Gov. Mike DeWine on Monday confirmed the mishap but said health workers were in the midst of correcting all errors.
DeWine said complete and accurate data – including the locations and number of cases at each location – would be posted on the ODH website by 2 p.m. Wednesday.
Deaths inside these facilities would not be released, however. Deaths would only be released by the name of the county in which the facility is located.

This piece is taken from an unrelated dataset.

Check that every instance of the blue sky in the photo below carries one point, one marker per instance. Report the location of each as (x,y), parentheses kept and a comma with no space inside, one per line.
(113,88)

To help, 3News and Tegna stations in Ohio created a spreadsheet of known cases as well as deaths at respective facilities. The news stations found 66 nursing home deaths, all confirmed by state or county health agencies, related to COVID-19.
Nursing homes have been a hot-spot of COVID cases, despite being one of the first to be placed under lockdown in early March when visitors were banned.
Those extreme measures, however, has not kept the coronavirus from spreading. Thirty-six cases, for example, have been diagnosed at ManorCare in Parma.
Family members have often complained of little or no contact with facility staff. Many worry about a patient’s well-being.
“It’s important to a lot of families,” said Tracy Rooy, whose 85-year-old mother in law, Carol, lives in a Summit County nursing home. “I just feel like if they can keep track of every confirmed case across Ohio, they should be able to keep track of COVID-19 infections in nursing homes.”
Some family members live outside the area and struggle with the lack of information. Others say nursing homes are too reluctant to share information. Many are frustrated that they cannot visit. Having the data available online, they said, gives them important information.
“I just think that helps us all be more informed,” said JoEllen Simonsen.
3News first encountered the lack of record access when reporting on deaths at area nursing homes. Local county health departments said they were advised by the state to deny any media requests for information, contending that the information is exempt under Ohio law.
3News contacted its station’s outside legal counsel, who wrote a letter to county health officials objecting the decision and contending the law was being misapplied. The state eventually relented and began posting the data.
“Lo and behold there it was on the website and I shared it with some friends who were trying to monitor the situation too,” said Simonsen, whose two nieces work in an Ohio nursing home.
On Friday, however, 3News viewed the ODH website and noted apparent errors. Some nursing homes on the site were shown to have more cases than reported; others were too low.
By Friday night, the ODH shutdown the page.
“We took the list down due to inaccuracies. we are re-verifying the information and will put it back up Wednesday afternoon,” an ODH spokeswoman said in a written response.
Pete Van Runkle of the Ohio Health Care Association, an industry group representing about 1,000 facilities, said the data is important, not only for the families but for the facilities and their respective workers.
“The errors are kind of a big deal because…a member who doesn't have a case and is being reported as having one, the families are calling and saying how come you didn't tell us the truth?” he said.
DeWine told reporters on Monday that nursing home data- accurate data- is important to all residents. So, too he said, is transparency.
“If the information is available,” Simonsen said, “it helps us all understand what we're really facing. And I do want it to be accurate. And I don't want it to have gaps in it.”